After Jonathan Papelbon blew a save that gave the Phillies a 6-5 loss to the Mets last night at Citi Field, Phillies general manager Ruben Amaro Jr. decided it was the best time to call Ryan Howard up for tonight’s game against the Braves.
This is a classic reactionary move, especially when Amaro mentioned on Comcast SportsNet Philadelphia’s Daily News Live that Howard would not be rushed before last night’s game. This is about the team creating a diversion from what was a brutal loss.
This strategy did not work. Fans were not in the mood to be excited about Howard’s return after what took place in the ninth inning last night, which the Phillies were an out away from taking the series with the Mets. They are also smart enough to know their star won’t make a difference to overcome the problems the team has had all year.
Howard’s return improves the clubhouse morale only. The Phillies have become content with losing, and most of the players expect to lose when they are out on the field. They needed a leader that the players could rally around, and that’s what the Phillies first baseman will do.
Still, it would have made more sense to have him up when the Phillies started their post-All-Star break next Friday at Denver.
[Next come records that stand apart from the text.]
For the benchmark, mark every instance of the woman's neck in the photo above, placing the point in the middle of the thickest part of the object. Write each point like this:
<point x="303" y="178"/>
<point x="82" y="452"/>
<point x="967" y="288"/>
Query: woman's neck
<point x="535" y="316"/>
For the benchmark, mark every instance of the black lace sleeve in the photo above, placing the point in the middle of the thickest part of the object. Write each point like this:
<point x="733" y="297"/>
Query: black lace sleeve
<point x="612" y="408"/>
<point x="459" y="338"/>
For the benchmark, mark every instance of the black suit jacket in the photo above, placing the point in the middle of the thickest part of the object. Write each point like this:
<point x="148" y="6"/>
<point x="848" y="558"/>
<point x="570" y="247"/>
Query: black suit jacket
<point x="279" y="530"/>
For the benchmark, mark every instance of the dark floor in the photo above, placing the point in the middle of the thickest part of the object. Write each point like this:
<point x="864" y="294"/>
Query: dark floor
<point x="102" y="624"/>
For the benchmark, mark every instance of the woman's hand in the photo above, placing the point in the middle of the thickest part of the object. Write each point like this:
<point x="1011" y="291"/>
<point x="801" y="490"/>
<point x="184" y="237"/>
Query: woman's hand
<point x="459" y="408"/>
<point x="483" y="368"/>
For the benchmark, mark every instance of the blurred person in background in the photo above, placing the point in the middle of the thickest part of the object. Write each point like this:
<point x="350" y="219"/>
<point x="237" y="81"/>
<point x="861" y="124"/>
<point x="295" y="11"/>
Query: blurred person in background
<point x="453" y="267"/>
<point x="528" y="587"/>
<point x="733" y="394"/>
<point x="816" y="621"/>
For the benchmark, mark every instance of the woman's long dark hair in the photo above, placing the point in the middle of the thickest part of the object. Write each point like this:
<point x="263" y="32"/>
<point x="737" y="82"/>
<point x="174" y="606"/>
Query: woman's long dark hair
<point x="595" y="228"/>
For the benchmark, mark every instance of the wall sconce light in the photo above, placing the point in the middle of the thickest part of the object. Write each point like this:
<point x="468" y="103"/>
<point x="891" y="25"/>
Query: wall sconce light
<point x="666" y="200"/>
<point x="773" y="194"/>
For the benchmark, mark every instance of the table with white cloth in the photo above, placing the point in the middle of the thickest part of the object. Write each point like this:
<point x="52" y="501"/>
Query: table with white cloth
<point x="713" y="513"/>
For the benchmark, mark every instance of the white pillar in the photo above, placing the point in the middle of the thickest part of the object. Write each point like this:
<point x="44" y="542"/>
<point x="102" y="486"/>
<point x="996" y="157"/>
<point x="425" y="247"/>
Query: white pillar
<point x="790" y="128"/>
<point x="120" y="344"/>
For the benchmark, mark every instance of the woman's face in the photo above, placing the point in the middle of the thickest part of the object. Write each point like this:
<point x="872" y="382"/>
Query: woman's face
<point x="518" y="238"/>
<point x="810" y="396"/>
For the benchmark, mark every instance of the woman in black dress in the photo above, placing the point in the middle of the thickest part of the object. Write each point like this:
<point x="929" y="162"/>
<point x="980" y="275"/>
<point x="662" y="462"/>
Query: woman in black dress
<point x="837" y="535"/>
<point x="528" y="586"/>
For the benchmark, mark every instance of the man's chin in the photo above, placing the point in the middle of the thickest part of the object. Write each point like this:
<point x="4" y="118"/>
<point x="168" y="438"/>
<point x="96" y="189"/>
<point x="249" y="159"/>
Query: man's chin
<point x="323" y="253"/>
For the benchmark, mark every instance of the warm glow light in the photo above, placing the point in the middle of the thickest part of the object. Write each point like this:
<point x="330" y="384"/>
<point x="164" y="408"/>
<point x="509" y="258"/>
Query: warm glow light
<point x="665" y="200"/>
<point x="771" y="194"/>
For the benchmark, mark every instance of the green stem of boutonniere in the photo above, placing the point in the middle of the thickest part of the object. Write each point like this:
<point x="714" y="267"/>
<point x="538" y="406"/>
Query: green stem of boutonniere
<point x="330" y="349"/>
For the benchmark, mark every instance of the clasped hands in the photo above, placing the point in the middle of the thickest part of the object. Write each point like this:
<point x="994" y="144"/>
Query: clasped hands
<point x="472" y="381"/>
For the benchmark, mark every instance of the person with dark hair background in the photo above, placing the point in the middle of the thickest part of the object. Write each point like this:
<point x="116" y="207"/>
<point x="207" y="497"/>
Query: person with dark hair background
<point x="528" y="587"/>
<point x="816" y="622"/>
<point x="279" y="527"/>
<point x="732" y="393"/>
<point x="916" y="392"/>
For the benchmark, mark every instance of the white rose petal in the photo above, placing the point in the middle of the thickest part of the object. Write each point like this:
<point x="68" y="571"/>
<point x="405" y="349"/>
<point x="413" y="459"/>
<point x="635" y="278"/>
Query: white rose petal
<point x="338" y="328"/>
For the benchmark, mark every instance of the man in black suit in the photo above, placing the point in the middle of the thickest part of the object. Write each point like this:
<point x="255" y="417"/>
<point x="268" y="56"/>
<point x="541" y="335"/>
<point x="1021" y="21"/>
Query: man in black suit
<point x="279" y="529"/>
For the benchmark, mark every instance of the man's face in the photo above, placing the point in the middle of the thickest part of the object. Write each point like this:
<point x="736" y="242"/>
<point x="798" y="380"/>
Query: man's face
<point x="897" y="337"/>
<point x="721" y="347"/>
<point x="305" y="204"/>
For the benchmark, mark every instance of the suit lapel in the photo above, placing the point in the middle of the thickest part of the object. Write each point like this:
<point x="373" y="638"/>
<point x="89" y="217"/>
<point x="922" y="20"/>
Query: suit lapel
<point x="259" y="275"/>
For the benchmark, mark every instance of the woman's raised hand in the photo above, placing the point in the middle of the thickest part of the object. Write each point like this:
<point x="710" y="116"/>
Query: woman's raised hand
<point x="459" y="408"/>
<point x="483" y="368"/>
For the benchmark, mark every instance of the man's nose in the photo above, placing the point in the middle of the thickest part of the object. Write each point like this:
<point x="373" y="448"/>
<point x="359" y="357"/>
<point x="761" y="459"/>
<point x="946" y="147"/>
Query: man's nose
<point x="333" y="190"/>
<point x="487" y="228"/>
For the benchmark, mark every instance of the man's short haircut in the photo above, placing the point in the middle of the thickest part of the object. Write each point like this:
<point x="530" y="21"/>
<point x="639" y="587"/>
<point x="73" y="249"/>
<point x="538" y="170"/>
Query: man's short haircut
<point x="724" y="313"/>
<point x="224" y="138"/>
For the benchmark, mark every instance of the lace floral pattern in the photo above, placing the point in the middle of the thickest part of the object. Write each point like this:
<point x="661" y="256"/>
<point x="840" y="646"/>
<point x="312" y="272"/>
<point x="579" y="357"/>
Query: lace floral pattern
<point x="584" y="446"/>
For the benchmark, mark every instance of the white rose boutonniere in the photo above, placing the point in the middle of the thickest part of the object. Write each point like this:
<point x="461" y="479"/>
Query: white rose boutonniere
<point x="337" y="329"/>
What was the rush to have him up for a weekend series against the Braves? What difference would it have made when the team still stinks?
With Kyle Kendrick pitching tonight, Howard may not be the difference maker to overcome the starter’s woes, especially if the Phillies are down 5-1 early in the game. Last night’s loss was too much to bear for the Phillies to think logically.
Here’s a question the Phillies must get an answer from Howard: Can he be productive? Can he run well? Is his body good enough where he can still have his home run swing? Is he really ready to play?
The three-time All-Star hit well in his stint at Leigh Valley. Still, he had trouble running. That’s the problem. If he is having a rough time running, there is no point calling him up. He has to be 100 percent. What’s the rush? The Phillies are not going to be a playoff team this season despite what they think.
The team cited they can make a run if they can get Chase Utley, Roy Halladay and Howard back together in the second half. That’s all well and good, but that is not going to be enough. They have no pitching, and that’s why they are in last place with no hopes in sight.
Prior to Wednesday’s ballgame, the Phillies haven’t won a game since Utley was activated from the disabled list. This shows he can’t do it alone, and that’s why no one should assume Howard’s presence would get the team back on track.
Teams with good hitting and no pitching do not mean many victories. The Phillies know that, so it’s interesting they are insulting the intelligence of the fans by saying they would go on a run when their two superstars come back and play well.
The Phillies have to address their pitching first and foremost before they can go on a legitimate run. That means there has to be quality starts by the starters, and the bullpen has to give the team shutdown innings for them to get a win. Only good pitching gives them a chance to win a ballgame, especially if hitters get shut down by the opposing pitcher as the Phillies experienced in the postseason in recent years.
For all the high hopes they have on Howard, it will be interesting how he does in July. He has to get so many at-bats before he can be effective as a hitter. It’s not going to be that easy for him after missing so many months. Utley is still finding a way to get into a groove after coming back.
There is going to be much pressure on Howard to get it going fast. The Phillies are running out of time to make a run for the playoffs. If they finish July as they finished June with a 9-19 record, there is going to be a fire sale.
It’s unfair for Howard to carry the load. Yes, he is the team’s star, but he is coming back from an Achilles’ tendon injury. To expect him to be a star right away is too much to ask.
Howard’s presence will get everyone to forget the team’s woes for a few hours, but it won’t cure the problems the Phillies have.